Avram Shannon, “Tribe of Issachar,” in Old Testament Cultural Insights, ed. Taylor Halverson (Springville, UT: Book of Mormon Central, 2022).
The tribe of Issachar is one of the tribes of Israel that traces its descent to Jacob through Leah, Jacob’s first wife (Genesis 30:17–18). There are few prominent individuals in the Old Testament who descended from the tribe of Issachar. Tola, one of the judges mentioned in the book of Judges (although not a judge with much narrative), came from the tribe of Issachar (Judges 10:1–2). The third king of the Northern Kingdom of Israel, Baasha, who overthrew the house of Jeroboam I, was from Issachar (1 Kings 15:24).
The entire tribe of Issachar is included in the list of tribes who supported Barak and Deborah in Judges 5:15. In the relatively late book of Chronicles, the men of the tribe of Issachar are described as containing “men that had understanding of the times, to know what Israel ought to do” (1 Chronicles 12:32).

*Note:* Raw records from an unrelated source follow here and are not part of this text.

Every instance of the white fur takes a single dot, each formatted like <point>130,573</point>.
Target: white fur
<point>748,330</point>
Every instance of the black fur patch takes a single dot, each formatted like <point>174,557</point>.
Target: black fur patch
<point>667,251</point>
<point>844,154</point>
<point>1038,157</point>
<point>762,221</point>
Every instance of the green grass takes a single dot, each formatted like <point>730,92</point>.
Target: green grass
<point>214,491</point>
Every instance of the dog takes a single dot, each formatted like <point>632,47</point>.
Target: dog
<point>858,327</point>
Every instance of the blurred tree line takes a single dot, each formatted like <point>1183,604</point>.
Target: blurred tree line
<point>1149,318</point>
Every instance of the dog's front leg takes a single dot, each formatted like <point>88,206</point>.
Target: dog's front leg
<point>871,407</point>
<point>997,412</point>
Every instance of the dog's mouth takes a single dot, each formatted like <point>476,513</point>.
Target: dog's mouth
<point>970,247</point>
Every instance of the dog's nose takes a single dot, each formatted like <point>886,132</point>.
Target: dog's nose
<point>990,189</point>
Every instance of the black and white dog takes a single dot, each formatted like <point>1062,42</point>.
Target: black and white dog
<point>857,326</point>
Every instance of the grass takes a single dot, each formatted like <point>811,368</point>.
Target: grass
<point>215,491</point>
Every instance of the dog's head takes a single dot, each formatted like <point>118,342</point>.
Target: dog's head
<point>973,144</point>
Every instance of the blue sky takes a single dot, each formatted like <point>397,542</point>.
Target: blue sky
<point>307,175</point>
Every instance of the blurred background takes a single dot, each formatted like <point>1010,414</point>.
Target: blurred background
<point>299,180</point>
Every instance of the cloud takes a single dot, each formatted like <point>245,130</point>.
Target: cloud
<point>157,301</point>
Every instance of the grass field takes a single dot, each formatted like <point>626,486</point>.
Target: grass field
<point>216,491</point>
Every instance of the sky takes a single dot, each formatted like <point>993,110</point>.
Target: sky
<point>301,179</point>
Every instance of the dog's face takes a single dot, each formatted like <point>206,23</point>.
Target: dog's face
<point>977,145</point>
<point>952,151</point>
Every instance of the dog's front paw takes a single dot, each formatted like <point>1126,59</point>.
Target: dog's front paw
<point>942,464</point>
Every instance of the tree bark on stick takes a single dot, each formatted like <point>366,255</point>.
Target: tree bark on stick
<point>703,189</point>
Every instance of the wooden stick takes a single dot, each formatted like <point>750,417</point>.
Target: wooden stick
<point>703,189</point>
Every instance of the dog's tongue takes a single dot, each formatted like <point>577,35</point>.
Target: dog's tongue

The blessing Jacob gave to Issachar compares the tribe to a donkey that is crouched down between two burdens (Genesis 49:14–15), which later Jewish writers connected to scriptural knowledge. This may be a reference to the tribe’s inheritance. Issachar inherited territory next to the tribe of Zebulon, and it and Zebulon were given a single blessing by Moses in Deuteronomy 33:18–19.
In later Jewish biblical interpretation, each of the tribes was assigned a symbolic image, which was then associated with a flag and a specific stone on the high priest’s breastplate. The stone assigned to Issachar was a sapphire, and the tribe’s flag was black. The image on the flag was of the sun and the moon in a reference to 1 Chronicles 12:32.